Raisi as the head of the judiciary also oversees a system long criticized by families of detainees and activists as targeting dual nationals and those with Western ties to use them as bargaining chips in negotiations.

In early January, Raisi had threatened Trump, still the US President, with assassination while speaking at the first anniversary of the US drone strike in Baghdad that killed the Iranian General, Qassem Soleimani.

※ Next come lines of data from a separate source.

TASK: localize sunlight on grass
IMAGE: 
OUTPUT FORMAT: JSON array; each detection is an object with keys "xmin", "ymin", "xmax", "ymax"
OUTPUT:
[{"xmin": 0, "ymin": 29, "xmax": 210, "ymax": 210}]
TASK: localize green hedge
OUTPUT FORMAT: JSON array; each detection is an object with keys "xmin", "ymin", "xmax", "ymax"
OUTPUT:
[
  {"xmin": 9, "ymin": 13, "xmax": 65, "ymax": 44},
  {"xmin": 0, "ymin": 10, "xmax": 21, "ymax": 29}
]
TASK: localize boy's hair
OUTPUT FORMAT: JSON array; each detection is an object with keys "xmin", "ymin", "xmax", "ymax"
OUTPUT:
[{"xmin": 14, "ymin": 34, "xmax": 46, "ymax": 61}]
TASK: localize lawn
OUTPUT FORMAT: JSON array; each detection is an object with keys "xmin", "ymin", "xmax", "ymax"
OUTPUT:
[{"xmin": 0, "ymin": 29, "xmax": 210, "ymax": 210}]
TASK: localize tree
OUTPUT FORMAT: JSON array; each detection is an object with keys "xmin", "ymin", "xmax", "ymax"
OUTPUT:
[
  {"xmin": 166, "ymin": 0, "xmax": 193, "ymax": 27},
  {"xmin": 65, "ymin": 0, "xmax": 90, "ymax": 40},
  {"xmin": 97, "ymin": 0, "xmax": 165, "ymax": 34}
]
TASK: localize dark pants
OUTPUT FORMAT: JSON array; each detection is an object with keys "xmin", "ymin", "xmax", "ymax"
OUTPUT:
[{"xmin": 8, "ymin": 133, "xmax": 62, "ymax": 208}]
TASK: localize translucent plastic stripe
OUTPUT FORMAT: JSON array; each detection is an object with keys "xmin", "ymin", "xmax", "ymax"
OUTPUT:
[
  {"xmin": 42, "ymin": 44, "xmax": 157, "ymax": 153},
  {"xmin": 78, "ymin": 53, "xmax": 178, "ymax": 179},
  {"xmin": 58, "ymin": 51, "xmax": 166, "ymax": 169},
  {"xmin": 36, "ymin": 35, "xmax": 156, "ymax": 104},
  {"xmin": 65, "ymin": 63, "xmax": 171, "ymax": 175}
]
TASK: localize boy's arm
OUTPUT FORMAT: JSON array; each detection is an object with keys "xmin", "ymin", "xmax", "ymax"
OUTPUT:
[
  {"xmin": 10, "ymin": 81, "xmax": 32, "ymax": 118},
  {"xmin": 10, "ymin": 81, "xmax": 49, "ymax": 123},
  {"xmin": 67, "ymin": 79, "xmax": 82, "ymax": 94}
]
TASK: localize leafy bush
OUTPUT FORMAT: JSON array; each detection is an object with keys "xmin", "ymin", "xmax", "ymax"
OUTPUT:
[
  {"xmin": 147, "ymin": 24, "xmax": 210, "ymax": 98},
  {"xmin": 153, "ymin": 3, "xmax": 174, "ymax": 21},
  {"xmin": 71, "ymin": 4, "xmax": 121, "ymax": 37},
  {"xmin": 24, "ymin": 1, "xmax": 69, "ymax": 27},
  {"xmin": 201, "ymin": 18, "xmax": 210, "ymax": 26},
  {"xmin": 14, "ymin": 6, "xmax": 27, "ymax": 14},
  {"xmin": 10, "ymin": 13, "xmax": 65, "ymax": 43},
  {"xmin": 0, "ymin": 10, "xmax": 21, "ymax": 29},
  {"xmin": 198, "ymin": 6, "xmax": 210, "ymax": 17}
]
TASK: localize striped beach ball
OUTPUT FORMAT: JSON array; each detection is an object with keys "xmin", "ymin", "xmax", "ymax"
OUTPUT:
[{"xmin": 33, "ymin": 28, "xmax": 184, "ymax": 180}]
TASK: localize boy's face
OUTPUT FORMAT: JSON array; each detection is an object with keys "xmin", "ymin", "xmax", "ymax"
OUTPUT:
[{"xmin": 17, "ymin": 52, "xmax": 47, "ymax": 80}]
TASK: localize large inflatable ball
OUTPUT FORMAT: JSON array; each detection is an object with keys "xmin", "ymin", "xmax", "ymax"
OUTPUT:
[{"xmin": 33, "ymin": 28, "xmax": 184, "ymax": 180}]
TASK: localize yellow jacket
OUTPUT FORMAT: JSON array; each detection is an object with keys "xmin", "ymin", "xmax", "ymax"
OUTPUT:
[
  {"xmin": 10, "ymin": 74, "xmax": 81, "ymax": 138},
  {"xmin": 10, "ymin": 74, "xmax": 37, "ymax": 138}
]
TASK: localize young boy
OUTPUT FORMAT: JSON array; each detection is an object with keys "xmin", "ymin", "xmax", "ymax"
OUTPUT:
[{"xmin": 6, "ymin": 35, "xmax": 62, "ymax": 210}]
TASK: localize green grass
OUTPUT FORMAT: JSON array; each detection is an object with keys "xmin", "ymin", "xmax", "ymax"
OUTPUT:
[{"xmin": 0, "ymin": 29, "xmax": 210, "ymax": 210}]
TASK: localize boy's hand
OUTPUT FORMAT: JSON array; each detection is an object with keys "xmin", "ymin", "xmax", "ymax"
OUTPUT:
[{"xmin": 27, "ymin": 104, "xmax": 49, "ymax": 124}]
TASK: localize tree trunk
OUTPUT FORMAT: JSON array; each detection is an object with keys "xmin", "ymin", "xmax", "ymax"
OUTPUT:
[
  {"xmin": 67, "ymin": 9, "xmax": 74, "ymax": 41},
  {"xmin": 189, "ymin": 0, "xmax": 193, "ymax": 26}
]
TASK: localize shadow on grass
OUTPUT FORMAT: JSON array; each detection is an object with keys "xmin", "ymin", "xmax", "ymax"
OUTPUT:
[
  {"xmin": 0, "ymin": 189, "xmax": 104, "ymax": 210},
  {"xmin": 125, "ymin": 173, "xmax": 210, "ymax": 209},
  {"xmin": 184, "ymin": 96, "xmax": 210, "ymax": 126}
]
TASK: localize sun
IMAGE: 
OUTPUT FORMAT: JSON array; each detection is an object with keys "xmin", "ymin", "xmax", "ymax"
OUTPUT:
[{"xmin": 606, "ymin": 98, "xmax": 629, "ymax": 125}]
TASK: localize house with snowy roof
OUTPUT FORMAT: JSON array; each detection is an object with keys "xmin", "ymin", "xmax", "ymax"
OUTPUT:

In recent presidential debates, however, Raisi said he would oversee a return to the nuclear deal reached by Rouhani. That accord saw Iran limit its enrichment of uranium in exchange for the lifting of economic sanctions.

Since Trump’s unilateral withdrawal of America from the agreement, Iran has been enriching small amounts of uranium to up to 63 per cent purity ~ a record high though still below weapons-grade levels of 90 per cent.

Iran’s economy has been torpid ever since America’s withdrawal from the accord. Rejoining the deal, even though the agreement has been opposed by hardliners, could help ease the economic hardship.